“High-performing, successful organizations build cultures of introspection and trust and never lose sight of their purpose,” writes Colin Powell in his latest book, It Worked For Me: In Life and Leadership. This outstanding resource is packed with simple but poignant leadership lessons, which Powell brings to life with stories from his extraordinary career path.
It Worked For Me, which I would describe as part memoir/part leadership guide, opens with Powell’s “Thirteen Rules” – the overarching principles that have guided arguably one of the most influential leaders of our time. From “Share Credit” to “Get Mad, Then Get Over It,” he offers the guidelines that served him as he rose to four-star general in the U.S. Army and eventually to Secretary of State, with many other notable milestones.
Throughout the book, Powell places a hefty emphasis on one critical, but often overlooked, leadership principle: Optimism. “I have always tried to keep my confidence and optimism up,” says Powell, “no matter how difficult the situation.” Sharing stories from his military experience, he demonstrates how “perpetual optimism” strengthens the success of individuals as well as an overall organization, which research by Martin Seligman, Barbara Fredrickson, and others clearly supports.
Yet although Powell clearly favors hoping for the best, he doesn’t suggest putting on blinders and ignoring realities. With characteristic wit he writes, “I try to be an optimist, but I try not to be stupid.”
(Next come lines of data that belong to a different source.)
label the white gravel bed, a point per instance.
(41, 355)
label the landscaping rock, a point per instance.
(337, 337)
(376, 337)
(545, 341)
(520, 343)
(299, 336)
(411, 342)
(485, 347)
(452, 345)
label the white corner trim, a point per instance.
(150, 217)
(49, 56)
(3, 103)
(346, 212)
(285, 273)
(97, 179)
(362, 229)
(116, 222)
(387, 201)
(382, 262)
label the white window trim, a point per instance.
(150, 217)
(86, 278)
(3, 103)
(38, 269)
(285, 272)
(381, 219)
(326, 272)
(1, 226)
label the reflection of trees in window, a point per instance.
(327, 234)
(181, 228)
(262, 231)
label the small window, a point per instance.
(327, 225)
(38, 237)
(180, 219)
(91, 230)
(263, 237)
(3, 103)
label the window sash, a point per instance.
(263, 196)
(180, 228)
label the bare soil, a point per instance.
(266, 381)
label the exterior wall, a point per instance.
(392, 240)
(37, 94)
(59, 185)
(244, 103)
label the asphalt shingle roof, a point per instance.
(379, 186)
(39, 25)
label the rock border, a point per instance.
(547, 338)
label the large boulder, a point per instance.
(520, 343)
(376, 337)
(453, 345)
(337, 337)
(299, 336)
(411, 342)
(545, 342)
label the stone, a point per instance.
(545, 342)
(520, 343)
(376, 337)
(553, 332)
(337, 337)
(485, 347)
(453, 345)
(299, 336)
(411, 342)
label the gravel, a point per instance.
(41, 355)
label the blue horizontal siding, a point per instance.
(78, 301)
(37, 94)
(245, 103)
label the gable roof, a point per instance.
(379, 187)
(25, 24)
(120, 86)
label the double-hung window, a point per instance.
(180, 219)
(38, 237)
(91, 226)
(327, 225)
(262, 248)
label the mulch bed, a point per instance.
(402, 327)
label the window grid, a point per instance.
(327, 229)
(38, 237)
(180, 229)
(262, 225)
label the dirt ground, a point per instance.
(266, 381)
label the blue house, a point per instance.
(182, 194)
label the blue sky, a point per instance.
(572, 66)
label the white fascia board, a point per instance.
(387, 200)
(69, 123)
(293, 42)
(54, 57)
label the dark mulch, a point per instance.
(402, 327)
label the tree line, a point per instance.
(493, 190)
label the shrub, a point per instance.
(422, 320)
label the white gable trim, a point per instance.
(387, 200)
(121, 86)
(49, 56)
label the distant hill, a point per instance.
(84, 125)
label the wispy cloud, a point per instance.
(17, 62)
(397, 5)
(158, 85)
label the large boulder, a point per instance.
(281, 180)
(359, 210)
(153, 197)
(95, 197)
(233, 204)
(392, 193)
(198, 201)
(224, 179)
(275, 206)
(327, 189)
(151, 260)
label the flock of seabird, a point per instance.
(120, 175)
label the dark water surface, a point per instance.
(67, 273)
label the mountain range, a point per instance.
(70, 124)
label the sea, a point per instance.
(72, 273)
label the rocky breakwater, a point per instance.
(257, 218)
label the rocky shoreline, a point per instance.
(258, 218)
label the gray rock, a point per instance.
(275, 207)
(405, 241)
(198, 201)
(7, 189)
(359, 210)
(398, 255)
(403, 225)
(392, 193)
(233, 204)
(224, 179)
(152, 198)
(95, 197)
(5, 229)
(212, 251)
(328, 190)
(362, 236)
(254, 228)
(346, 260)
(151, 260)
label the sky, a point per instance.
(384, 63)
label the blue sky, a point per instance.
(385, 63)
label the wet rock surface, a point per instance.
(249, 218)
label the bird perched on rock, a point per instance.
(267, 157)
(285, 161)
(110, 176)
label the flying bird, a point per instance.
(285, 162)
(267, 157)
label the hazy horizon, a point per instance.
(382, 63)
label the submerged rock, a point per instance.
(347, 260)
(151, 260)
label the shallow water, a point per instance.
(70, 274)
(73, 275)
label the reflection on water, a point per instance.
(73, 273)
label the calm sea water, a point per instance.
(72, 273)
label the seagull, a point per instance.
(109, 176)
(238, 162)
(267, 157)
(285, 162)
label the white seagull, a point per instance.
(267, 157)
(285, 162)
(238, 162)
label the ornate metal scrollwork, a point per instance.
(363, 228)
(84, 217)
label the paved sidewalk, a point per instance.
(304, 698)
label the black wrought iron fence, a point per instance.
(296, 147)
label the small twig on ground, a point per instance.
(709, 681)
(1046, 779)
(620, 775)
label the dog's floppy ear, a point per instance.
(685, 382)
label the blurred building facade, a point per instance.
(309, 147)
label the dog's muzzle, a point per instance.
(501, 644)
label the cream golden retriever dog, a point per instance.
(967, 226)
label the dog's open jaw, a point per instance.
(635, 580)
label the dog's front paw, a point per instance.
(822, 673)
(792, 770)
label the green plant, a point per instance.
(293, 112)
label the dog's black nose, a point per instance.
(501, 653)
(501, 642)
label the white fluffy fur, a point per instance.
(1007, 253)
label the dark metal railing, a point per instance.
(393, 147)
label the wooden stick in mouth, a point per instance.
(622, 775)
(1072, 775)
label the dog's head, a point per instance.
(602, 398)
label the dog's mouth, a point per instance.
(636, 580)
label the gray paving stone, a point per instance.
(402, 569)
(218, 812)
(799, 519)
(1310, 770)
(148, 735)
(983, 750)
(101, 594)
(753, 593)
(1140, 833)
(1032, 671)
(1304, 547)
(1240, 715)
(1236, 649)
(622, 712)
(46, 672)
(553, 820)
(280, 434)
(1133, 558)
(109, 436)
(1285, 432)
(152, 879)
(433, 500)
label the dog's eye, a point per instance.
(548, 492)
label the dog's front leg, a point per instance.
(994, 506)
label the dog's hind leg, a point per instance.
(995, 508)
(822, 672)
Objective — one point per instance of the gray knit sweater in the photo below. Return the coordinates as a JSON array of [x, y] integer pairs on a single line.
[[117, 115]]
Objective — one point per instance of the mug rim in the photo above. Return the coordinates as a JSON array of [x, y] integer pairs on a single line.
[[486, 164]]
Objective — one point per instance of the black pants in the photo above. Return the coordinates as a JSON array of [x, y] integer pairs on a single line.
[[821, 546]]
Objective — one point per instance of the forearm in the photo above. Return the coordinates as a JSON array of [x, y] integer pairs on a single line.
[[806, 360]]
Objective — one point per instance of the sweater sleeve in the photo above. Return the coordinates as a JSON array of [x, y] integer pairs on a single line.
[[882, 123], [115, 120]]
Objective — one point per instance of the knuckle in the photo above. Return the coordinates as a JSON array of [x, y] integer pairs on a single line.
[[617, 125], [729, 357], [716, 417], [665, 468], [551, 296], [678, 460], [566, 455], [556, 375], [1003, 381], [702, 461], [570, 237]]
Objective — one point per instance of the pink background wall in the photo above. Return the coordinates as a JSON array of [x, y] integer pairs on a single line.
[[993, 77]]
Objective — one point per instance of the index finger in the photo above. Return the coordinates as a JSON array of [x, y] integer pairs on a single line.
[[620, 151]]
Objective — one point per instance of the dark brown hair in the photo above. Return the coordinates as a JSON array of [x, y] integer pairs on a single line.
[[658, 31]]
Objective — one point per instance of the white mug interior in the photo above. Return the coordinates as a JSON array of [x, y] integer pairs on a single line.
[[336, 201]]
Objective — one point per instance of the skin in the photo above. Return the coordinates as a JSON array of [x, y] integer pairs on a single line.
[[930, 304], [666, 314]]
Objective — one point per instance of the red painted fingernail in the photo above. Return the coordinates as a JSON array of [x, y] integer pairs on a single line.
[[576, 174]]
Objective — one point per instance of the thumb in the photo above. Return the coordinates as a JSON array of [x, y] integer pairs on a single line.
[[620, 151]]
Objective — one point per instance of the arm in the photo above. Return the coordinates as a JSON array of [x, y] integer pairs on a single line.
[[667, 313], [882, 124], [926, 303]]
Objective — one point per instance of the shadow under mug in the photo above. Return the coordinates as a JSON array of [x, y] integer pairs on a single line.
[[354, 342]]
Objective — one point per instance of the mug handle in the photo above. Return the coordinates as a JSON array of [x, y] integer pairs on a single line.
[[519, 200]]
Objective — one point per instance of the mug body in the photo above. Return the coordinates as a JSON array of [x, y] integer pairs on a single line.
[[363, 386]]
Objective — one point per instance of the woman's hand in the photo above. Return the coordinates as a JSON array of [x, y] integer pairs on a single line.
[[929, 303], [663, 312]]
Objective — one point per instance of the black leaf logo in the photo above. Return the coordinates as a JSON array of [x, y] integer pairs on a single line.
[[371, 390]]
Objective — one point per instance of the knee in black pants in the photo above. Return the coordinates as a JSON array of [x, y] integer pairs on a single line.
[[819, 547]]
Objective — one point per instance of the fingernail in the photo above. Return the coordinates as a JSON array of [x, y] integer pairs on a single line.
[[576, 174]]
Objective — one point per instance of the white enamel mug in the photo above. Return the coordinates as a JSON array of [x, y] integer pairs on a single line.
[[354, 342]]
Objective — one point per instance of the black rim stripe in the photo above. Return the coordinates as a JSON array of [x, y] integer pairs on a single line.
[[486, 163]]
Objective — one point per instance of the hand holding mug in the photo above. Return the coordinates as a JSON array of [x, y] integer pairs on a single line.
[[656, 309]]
I wore out a highlighter on It Worked For Me, so narrowing down to three takeaways proved quite challenging! Here are key guidelines that you can apply to your current leadership role as well as build upon for future roles:
1. Insist on clarity.
Powell always held high, specific expectations of his team but also insisted on making those expectations extremely clear. He describes conversations with new staff, warning them that the first few weeks will include continuous correction and nitpicking but will ultimately lead to success. Leadership experts consistently emphasize this need for clarity; in her outstanding bestseller Reality-Based Leadership, Cy Wakeman goes so far as to state that ambiguity is the source of all conflict. Have high expectations, but make them very clear. Set up your team for success.
2. Hire for potential, not just performance.
While past performance offers the backdrop, it doesn’t necessarily predict future success. Powell lists several characteristics he would look for in new hires including competence, intelligence, and previous accomplishments but also qualities like “toughness with empathy” and “ability to inspire.” Look for a superb track record of success, but gauge for future potential.
3. Always be kind.
Kindness, this decorated military leader explains, isn’t “being soft or a wuss,” nor is it a weakness. On the contrary, kindness shows confidence.“Taking care of employees is perhaps the best form of kindness,” Powell concludes. Choose kindness. Always.
I found Powell’s thoughts on moral courage, true victory, getting over failure, and servant leadership especially fascinating, and his unique positions throughout his career offer a perspective most of us wouldn’t otherwise get to experience.
While you won’t necessarily agree with all of his strategies, the title of the book clearly explains that is not his expectation. Extraordinary leadership stems from influencing authentically: take pointers from those you admire but don’t attempt to mimic them.
Perhaps the most significant point reminds us that although leading others is important, your most important leadership role is that of being the leader in your own life:
Always do your very best. Even if no one else is looking, you always are. Don’t disappoint yourself.